Secondly, in response to GG consumption we observed an increase in hepatic ABCG5/G8 mRNA and protein expression and biliary cholesterol concentration in comparison to the control-fed pigs (Rideout 2007; Rideout and Fan 2008). Traditionally, by interfering with the enterohepatic circulation and intestinal uptake of bile acids, soluble fiber consumption is believed to modulate whole-body cholesterol excretion through stimulation of cholesterol catabolism to bile acids (Trautwein et al 1998). However, an additional quantitatively important route of cholesterol excretion occurs through the biliary secretion and eventual fecal loss of free cholesterol (Spritz et al 1965). Our recent data suggest that the stimulation of biliary free cholesterol secretion through hepatic ABCG5/G8 may exist as a novel mechanism by which GG consumption stimulates whole-body cholesterol loss and effectively reduces plasma cholesterol concentrations (Rideout 2007; Rideout and Fan 2008).
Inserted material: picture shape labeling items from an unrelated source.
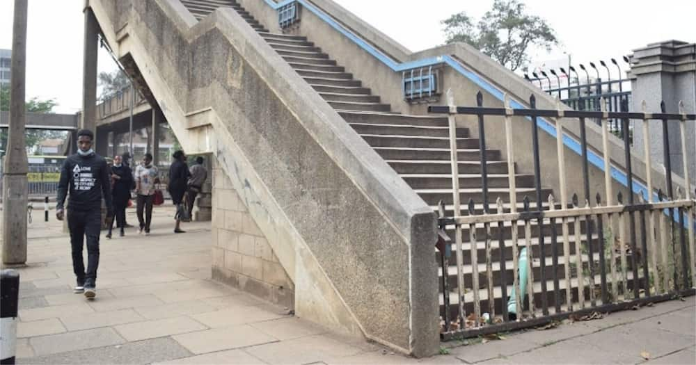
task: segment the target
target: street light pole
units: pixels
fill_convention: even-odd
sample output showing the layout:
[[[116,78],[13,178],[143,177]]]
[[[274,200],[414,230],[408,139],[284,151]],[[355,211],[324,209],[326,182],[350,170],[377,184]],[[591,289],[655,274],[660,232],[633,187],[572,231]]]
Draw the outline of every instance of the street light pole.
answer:
[[[10,120],[3,174],[3,264],[26,262],[26,204],[29,168],[24,143],[27,0],[15,0],[10,76]]]

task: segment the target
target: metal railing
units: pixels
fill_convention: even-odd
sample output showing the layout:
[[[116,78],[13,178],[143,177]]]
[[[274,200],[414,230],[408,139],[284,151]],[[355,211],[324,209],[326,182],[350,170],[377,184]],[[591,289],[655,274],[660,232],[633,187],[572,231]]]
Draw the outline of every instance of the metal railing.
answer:
[[[450,106],[431,106],[429,111],[449,115],[452,152],[457,151],[456,115],[477,117],[482,151],[486,148],[485,124],[491,119],[487,120],[486,117],[504,117],[509,204],[505,206],[498,198],[493,206],[495,212],[492,211],[489,200],[487,161],[486,154],[482,153],[482,200],[477,203],[482,203],[482,211],[477,211],[477,202],[470,200],[465,205],[467,213],[462,213],[458,193],[457,154],[451,154],[454,211],[446,216],[444,204],[441,202],[441,234],[437,245],[442,270],[441,316],[443,339],[539,325],[571,314],[612,311],[696,293],[696,201],[691,195],[688,181],[683,190],[678,188],[676,195],[672,190],[667,134],[667,124],[679,122],[682,131],[682,152],[686,156],[685,125],[688,121],[696,120],[696,115],[686,114],[683,106],[678,114],[667,113],[664,103],[663,113],[651,114],[607,111],[606,102],[601,104],[601,111],[563,111],[560,108],[539,110],[535,108],[533,95],[528,109],[511,108],[507,95],[506,107],[502,108],[484,107],[480,92],[477,96],[476,107],[454,106],[451,95],[448,99]],[[521,207],[517,204],[513,145],[521,140],[520,136],[513,133],[513,118],[519,117],[523,117],[521,122],[531,122],[535,126],[531,136],[536,193],[534,206],[527,196]],[[553,195],[541,195],[536,127],[537,120],[540,117],[555,122],[560,200]],[[596,192],[594,197],[590,184],[585,133],[585,120],[588,119],[599,120],[604,127],[605,188]],[[626,150],[624,168],[627,186],[631,188],[629,191],[639,195],[638,202],[634,202],[633,194],[624,196],[619,192],[615,196],[612,190],[611,175],[616,168],[612,165],[608,155],[609,132],[606,126],[611,119],[620,120],[623,127]],[[658,182],[653,179],[649,149],[646,149],[644,190],[634,184],[630,146],[628,138],[625,138],[631,119],[640,121],[647,136],[648,125],[655,122],[661,123],[664,133],[664,165],[667,170],[665,181]],[[577,194],[573,194],[569,200],[567,188],[568,172],[562,140],[574,137],[562,131],[563,124],[570,122],[579,123],[581,131],[584,204]],[[644,143],[649,145],[649,140]],[[686,161],[683,168],[688,171]],[[662,188],[656,191],[658,186]],[[453,243],[449,238],[448,229],[450,232],[454,231]],[[468,241],[467,249],[465,241]],[[482,249],[485,264],[480,267],[479,255],[482,253],[479,250]],[[449,264],[452,250],[456,254],[456,274],[450,273]],[[497,254],[494,254],[496,251]],[[468,265],[465,265],[466,254]],[[512,280],[508,275],[509,256],[512,259]],[[497,269],[497,275],[494,268]],[[480,282],[482,277],[483,285]],[[450,287],[454,288],[453,293],[450,293]]]

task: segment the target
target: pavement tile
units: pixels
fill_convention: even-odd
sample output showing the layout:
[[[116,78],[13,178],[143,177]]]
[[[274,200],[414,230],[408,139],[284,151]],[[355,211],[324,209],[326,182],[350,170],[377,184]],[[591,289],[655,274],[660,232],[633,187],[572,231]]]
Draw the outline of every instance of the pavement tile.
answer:
[[[99,292],[97,293],[97,295],[98,297]],[[135,307],[161,304],[163,304],[162,301],[151,294],[127,298],[108,298],[104,300],[95,300],[94,302],[89,302],[89,305],[97,311],[111,311]]]
[[[66,314],[60,317],[69,331],[78,331],[100,327],[109,327],[144,320],[133,309],[90,313],[87,315]]]
[[[363,352],[356,347],[321,335],[253,346],[246,351],[269,364],[285,364],[317,362],[330,364]]]
[[[34,349],[31,348],[31,346],[29,345],[29,339],[17,339],[15,343],[15,357],[17,359],[33,357],[35,355]],[[17,362],[21,364],[22,362],[18,361]]]
[[[250,323],[249,325],[281,340],[298,339],[328,332],[319,325],[296,317],[283,318]]]
[[[209,365],[211,364],[244,364],[246,365],[264,364],[265,362],[245,352],[243,350],[228,350],[176,360],[156,363],[155,365]]]
[[[507,337],[450,349],[450,355],[468,363],[479,362],[496,357],[509,356],[539,347],[538,343],[525,341],[523,335]]]
[[[111,328],[97,328],[50,334],[29,339],[29,343],[37,355],[67,352],[125,342],[120,336]]]
[[[651,359],[647,362],[647,364],[693,365],[696,364],[696,353],[688,350],[682,350],[658,359]]]
[[[19,309],[42,308],[48,307],[48,302],[46,301],[46,298],[44,297],[22,298],[17,301],[17,306]]]
[[[33,322],[18,322],[17,323],[17,337],[18,339],[54,334],[64,332],[65,332],[65,327],[57,318],[42,319]]]
[[[190,356],[189,350],[170,338],[129,342],[56,355],[33,357],[33,364],[151,364]],[[25,362],[19,362],[19,364]]]
[[[43,308],[33,308],[31,309],[19,309],[19,318],[24,322],[31,322],[40,319],[57,318],[66,313],[82,314],[93,313],[94,310],[86,303],[77,303],[67,305],[56,305]]]
[[[278,341],[246,325],[177,334],[173,338],[194,354],[232,350]]]
[[[251,323],[287,316],[264,307],[241,307],[191,316],[198,322],[211,327],[227,327]]]
[[[640,357],[641,352],[647,351],[657,357],[687,348],[696,342],[696,338],[656,330],[649,323],[631,323],[583,336],[577,341],[607,352]]]
[[[161,319],[177,316],[198,314],[216,310],[212,305],[200,300],[179,302],[161,305],[136,307],[134,308],[141,316],[148,319]]]
[[[119,325],[114,329],[123,338],[133,341],[201,331],[207,327],[189,317],[180,316]]]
Both targeted traditional molecular approaches and novel high-throughput technology may be employed to gain a more comprehensive understanding of how dietary soluble fiber consumption regulates gene and protein express patterns. Unlike other dietary bioactive components that are thought to directly regulate the transcription of hepatic cholesterol-responsive genes (Mezei et al 2003), dietary fiber components are not absorbed from the gastrointestinal tract and therefore are generally thought to influence hepatic cholesterol homeostasis through secondary signaling systems and metabolites (Fernandez 1995). Therefore, to fully delineate the molecular events by which soluble fiber consumption modulates peripheral cholesterol metabolism, it will be critical to determine the molecular signals that are involved in mediating these secondary effects.

Conclusions

Although dietary fiber may be considered a ‘dinosaur’ among other functional foods, it should not be perceived as extinct. The future relevance of functional fiber-based foods will depend on the ability to integrate consumer health concerns with a comprehensive understanding of the health benefits and disease-prevention potential of unique varieties of soluble fibers. Due to the specific physical-chemical attributes that are associated with fibers that originate from different plant sources and produced with alternative processing technologies, dietary fibers are unique functional ingredients that have wide-ranging appeal in the functional food community. While the hypocholesterolemic effects associated with soluble fiber consumption are clear, a comprehensive understanding of these effects, particularly at the molecular level, will require additional exploration. Advances in understanding the variable interindividual response to dietary soluble fibers and the effect of fiber consumption on expression patterns at the gene, protein and metabolite level will advance through application of traditional molecular tools and novel high-throughput technology. Detailed knowledge of the mechanisms by which different soluble fibers reduce plasma cholesterol concentrations is paramount to developing novel fiber-based “cocktails” and portfolio-type diets that target specific metabolic pathways to gain maximal cholesterol reductions.